Indeed, Habayeb says it is important for her, as a Palestinian novelist, not to write political allegory, but to write real, fully dimensional characters. “I do not write politics. The Palestinian question for me is more of the people – those forgotten – whose untold stories, pains and sufferings need to be unravelled,” she says.

There are some Palestinian narratives, she says, that aim to elevate the Palestinian to a superhero. “We have long presented the Palestinian persona in elongated heroism that produced a sort of legendaria, diminishing the true men and women within, making them more of a troubled shadow than a concrete flesh and blood. I make sure to celebrate their passion, fragility and weaknesses as humans, first and foremost.”

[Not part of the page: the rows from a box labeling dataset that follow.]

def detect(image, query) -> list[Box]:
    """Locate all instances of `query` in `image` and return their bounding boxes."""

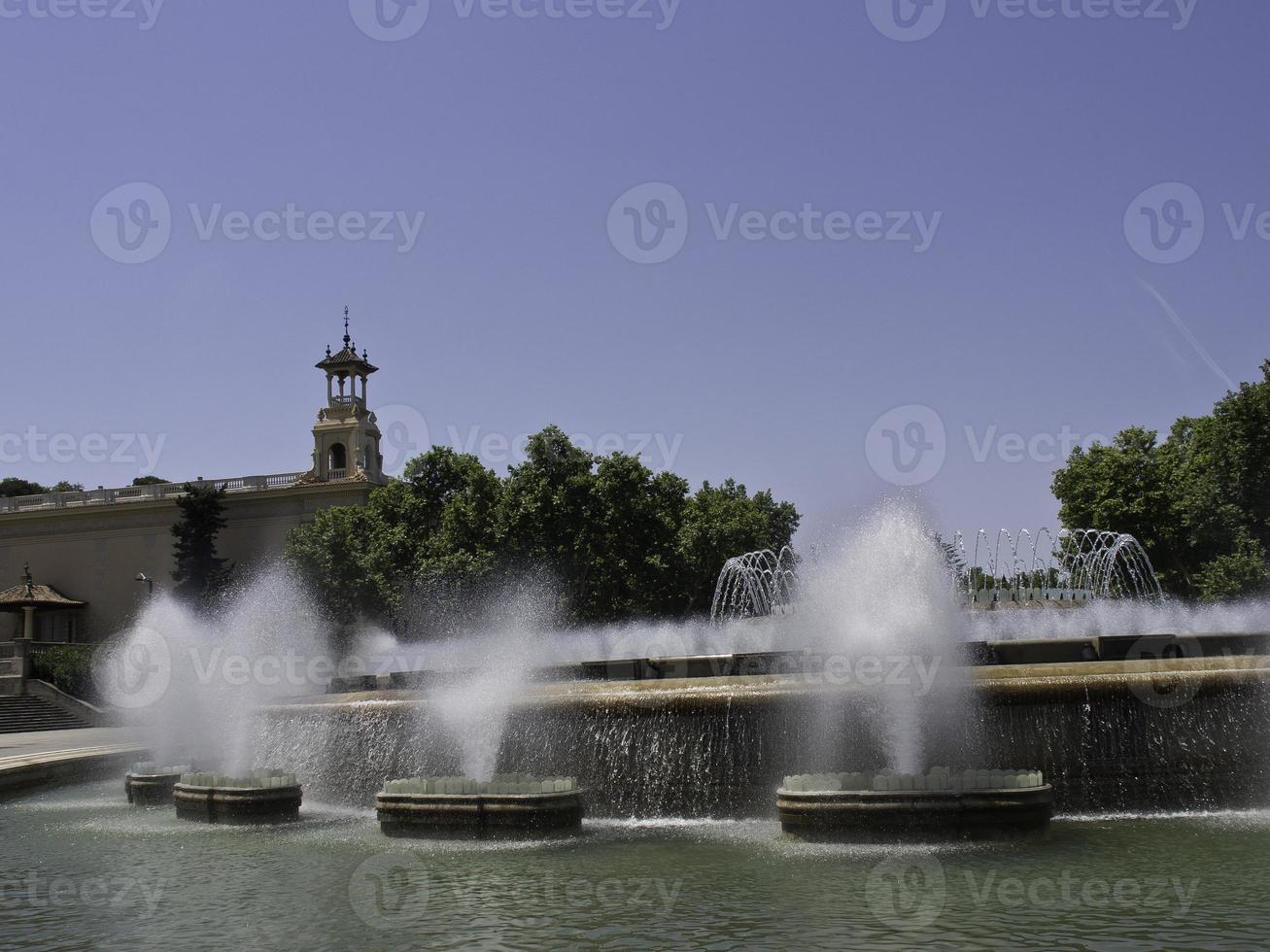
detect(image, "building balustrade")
[0,471,315,513]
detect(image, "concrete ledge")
[0,744,145,798]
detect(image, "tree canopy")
[287,426,799,633]
[1053,361,1270,601]
[0,476,84,499]
[171,483,233,608]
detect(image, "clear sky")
[0,0,1270,543]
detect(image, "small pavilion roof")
[316,307,380,377]
[0,564,87,612]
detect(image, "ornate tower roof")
[316,307,380,377]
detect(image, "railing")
[0,472,309,513]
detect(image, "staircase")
[0,697,88,733]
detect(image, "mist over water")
[421,585,555,782]
[96,568,330,773]
[93,501,1270,807]
[786,501,971,773]
[967,599,1270,641]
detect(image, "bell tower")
[311,307,386,483]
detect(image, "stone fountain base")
[171,774,303,824]
[123,773,181,806]
[776,774,1054,841]
[375,781,584,839]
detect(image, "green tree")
[679,480,799,612]
[287,426,799,632]
[0,476,51,499]
[171,483,233,608]
[1053,361,1270,600]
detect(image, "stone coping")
[0,744,146,796]
[263,655,1270,713]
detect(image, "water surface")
[0,782,1270,952]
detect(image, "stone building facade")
[0,317,386,642]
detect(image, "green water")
[0,782,1270,952]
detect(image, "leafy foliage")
[0,476,84,499]
[30,645,98,700]
[171,483,233,608]
[1053,361,1270,600]
[287,426,799,632]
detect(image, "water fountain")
[710,546,798,622]
[171,770,303,824]
[376,773,583,839]
[951,528,1163,607]
[123,761,190,806]
[776,766,1054,841]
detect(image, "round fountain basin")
[123,773,181,806]
[776,783,1054,841]
[171,783,302,824]
[375,790,584,839]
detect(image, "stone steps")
[0,697,88,733]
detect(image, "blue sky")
[0,0,1270,533]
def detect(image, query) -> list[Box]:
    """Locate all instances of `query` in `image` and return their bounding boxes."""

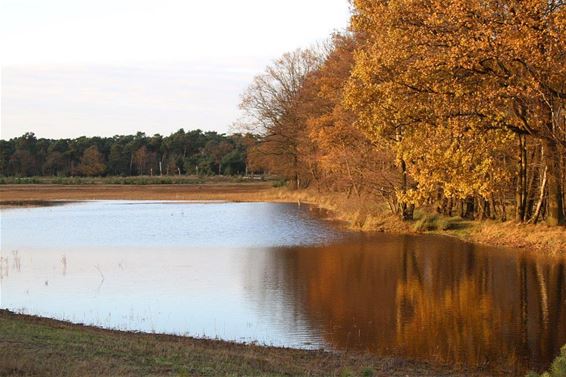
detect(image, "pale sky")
[0,0,350,139]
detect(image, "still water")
[0,201,566,371]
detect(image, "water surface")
[0,201,566,372]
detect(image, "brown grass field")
[0,182,278,205]
[0,182,566,376]
[0,310,496,377]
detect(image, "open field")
[0,310,491,376]
[0,182,272,205]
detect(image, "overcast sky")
[0,0,349,139]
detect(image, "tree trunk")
[401,159,415,221]
[515,135,527,222]
[529,167,548,224]
[545,139,566,225]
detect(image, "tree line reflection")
[255,235,566,373]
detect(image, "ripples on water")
[0,201,566,371]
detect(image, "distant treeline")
[241,0,566,225]
[0,129,262,177]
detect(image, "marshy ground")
[0,310,492,377]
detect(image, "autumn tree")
[240,50,328,187]
[349,0,566,224]
[79,145,106,176]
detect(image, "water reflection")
[258,235,566,373]
[0,202,566,373]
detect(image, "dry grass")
[0,310,487,376]
[467,221,566,255]
[0,182,272,205]
[269,189,566,256]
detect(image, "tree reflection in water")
[256,235,566,373]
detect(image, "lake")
[0,201,566,371]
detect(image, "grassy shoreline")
[0,180,566,256]
[0,310,492,377]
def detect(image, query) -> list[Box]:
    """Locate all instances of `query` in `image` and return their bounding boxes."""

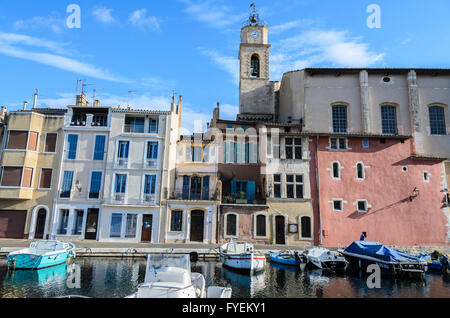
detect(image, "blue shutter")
[61,171,73,198]
[202,176,209,200]
[247,181,256,203]
[183,176,191,200]
[231,181,237,194]
[94,136,106,160]
[67,135,78,160]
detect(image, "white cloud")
[271,29,385,79]
[139,76,176,92]
[0,33,129,83]
[270,19,313,35]
[13,15,66,33]
[92,7,116,24]
[198,47,239,85]
[220,104,239,120]
[128,9,161,31]
[180,0,244,28]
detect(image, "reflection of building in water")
[222,267,266,298]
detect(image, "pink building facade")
[310,136,449,247]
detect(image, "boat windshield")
[145,254,191,282]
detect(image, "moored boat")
[269,251,301,266]
[126,254,231,298]
[219,242,266,273]
[340,241,427,276]
[303,247,348,272]
[8,240,76,270]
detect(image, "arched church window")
[250,54,259,77]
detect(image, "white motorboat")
[219,242,266,273]
[303,247,348,271]
[126,254,231,298]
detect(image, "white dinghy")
[219,242,266,273]
[303,247,348,271]
[126,254,231,298]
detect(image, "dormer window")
[250,54,259,78]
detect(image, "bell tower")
[238,4,274,120]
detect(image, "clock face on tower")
[250,31,259,39]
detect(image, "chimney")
[33,92,38,109]
[76,93,89,106]
[170,95,175,113]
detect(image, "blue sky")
[0,0,450,133]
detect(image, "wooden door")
[34,209,47,239]
[84,209,99,240]
[141,215,153,242]
[275,216,286,245]
[191,211,205,242]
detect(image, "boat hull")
[220,253,266,273]
[343,253,427,277]
[8,251,72,270]
[270,253,300,266]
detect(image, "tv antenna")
[76,79,86,94]
[92,88,103,105]
[81,84,95,94]
[127,90,137,108]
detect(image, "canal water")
[0,258,450,298]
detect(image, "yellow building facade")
[0,109,66,239]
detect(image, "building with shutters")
[99,97,182,243]
[51,94,112,240]
[165,133,221,244]
[0,106,66,239]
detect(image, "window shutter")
[28,131,39,151]
[67,135,78,160]
[202,176,209,200]
[247,181,256,202]
[183,176,191,200]
[44,134,58,152]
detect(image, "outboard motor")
[439,255,450,274]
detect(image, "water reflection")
[0,258,450,298]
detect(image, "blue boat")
[270,252,301,266]
[8,241,75,270]
[340,241,427,277]
[419,253,442,272]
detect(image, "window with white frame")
[285,138,302,159]
[356,162,366,180]
[125,214,137,238]
[286,175,303,199]
[333,199,344,212]
[273,174,281,198]
[300,216,312,238]
[109,213,122,238]
[58,209,70,235]
[225,213,238,237]
[330,137,348,150]
[256,214,267,237]
[331,161,341,180]
[428,106,447,135]
[170,210,183,232]
[381,105,398,135]
[332,105,347,133]
[356,200,368,213]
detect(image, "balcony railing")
[170,189,218,201]
[222,193,266,205]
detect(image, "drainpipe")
[316,135,322,246]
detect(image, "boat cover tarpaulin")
[345,241,423,263]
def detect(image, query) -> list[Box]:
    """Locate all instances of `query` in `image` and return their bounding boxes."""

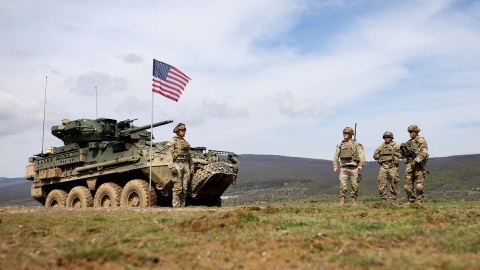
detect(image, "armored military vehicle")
[25,118,239,208]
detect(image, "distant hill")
[0,154,480,206]
[225,155,480,203]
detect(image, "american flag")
[152,59,191,101]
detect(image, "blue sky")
[0,0,480,177]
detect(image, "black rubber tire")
[45,189,68,207]
[93,182,122,207]
[120,179,157,207]
[67,186,93,208]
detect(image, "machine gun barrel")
[120,120,173,136]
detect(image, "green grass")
[0,200,480,269]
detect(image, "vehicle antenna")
[41,76,48,155]
[353,123,357,141]
[95,86,98,119]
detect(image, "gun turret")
[52,118,173,147]
[120,120,173,136]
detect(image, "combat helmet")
[382,131,394,139]
[407,125,420,132]
[173,123,187,133]
[343,127,354,135]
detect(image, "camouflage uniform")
[167,124,193,207]
[400,125,428,203]
[373,136,402,202]
[333,140,365,199]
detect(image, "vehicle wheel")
[45,189,68,207]
[120,179,157,207]
[93,182,122,207]
[67,186,93,208]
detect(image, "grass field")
[0,200,480,270]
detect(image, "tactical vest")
[340,141,360,162]
[173,138,190,161]
[378,143,395,163]
[407,137,429,163]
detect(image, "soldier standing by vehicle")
[400,125,428,205]
[373,131,402,204]
[167,123,194,207]
[333,127,365,205]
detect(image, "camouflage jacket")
[373,142,402,167]
[401,136,428,163]
[333,140,365,168]
[167,137,193,167]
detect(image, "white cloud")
[0,0,480,176]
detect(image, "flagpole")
[148,91,154,207]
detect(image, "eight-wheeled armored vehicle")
[25,118,239,207]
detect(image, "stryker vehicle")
[25,118,239,208]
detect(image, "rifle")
[400,145,430,174]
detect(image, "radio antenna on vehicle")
[41,76,48,155]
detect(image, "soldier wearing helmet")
[333,127,365,205]
[400,125,428,205]
[167,123,194,207]
[373,131,402,204]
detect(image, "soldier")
[373,131,402,204]
[167,123,194,207]
[400,125,428,206]
[333,127,365,205]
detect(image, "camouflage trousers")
[172,162,190,207]
[338,166,360,198]
[404,164,425,202]
[378,166,400,200]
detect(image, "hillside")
[0,154,480,206]
[225,155,480,204]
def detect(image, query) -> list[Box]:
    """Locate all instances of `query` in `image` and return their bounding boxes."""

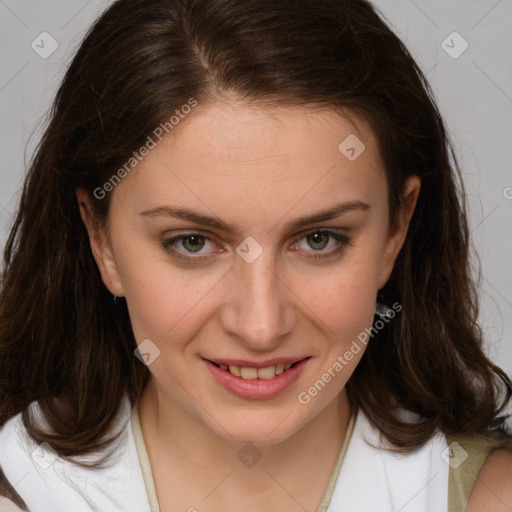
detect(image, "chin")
[210,412,306,446]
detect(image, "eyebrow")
[140,201,370,234]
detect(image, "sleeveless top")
[0,397,493,512]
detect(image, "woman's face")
[79,102,419,443]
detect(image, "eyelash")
[160,228,352,264]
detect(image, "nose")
[221,251,297,352]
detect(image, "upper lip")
[205,356,309,368]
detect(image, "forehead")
[109,102,385,224]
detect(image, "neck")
[139,378,351,500]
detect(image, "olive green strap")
[316,413,356,512]
[131,401,160,512]
[447,436,497,512]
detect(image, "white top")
[0,397,449,512]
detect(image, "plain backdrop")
[0,0,512,408]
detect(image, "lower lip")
[203,357,309,399]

One of the charms of Habayeb's writing is her characters' big appetites for life. In her Mahfouz Medal talk, she spoke about the art of surprise, and how she is sometimes surprised by her characters' actions. She later expands on this idea over email. Her role as a writer, she says, is to follow the novel's logic "with more passion maybe than wisdom, with more acceptance than resistance, and with more willingness to allow the characters to grow and lead their paths in life, than trying to twist their fates or harness their wills and emotions. It is always fascinating to watch your characters who you created – or planted the seeds of their existence – choose a very different path than the one you planned for them or thought they would take."

Part of the joy of writing is to follow these characters, Habayeb says, even though the surprises can be painful. “In the end, the fact that I am surprised makes the whole experience of writing a novel an adventure that is worth living, regardless of the final outcome, which is sometimes, I admit, so heartbreaking, and so crushing to me.”

Along with a cash prize and medal, the Mahfouz Medal also guarantees translation of the winning book into English. An excerpt of Habayeb's previous novel, and some of her short stories, have previously been translated, but Velvet will be her first full-length work to appear in English. Through translation, she hopes to reach not just Palestinians and diaspora Arabs, but a wide range of English-language readers.

The characters struggle “not only because they are Palestinians in diaspora, but also because they are humans with torn hearts and defeated souls”, she says. “Their stories are there for everyone to share, and I do look forward to sharing them with as many readers as possible.”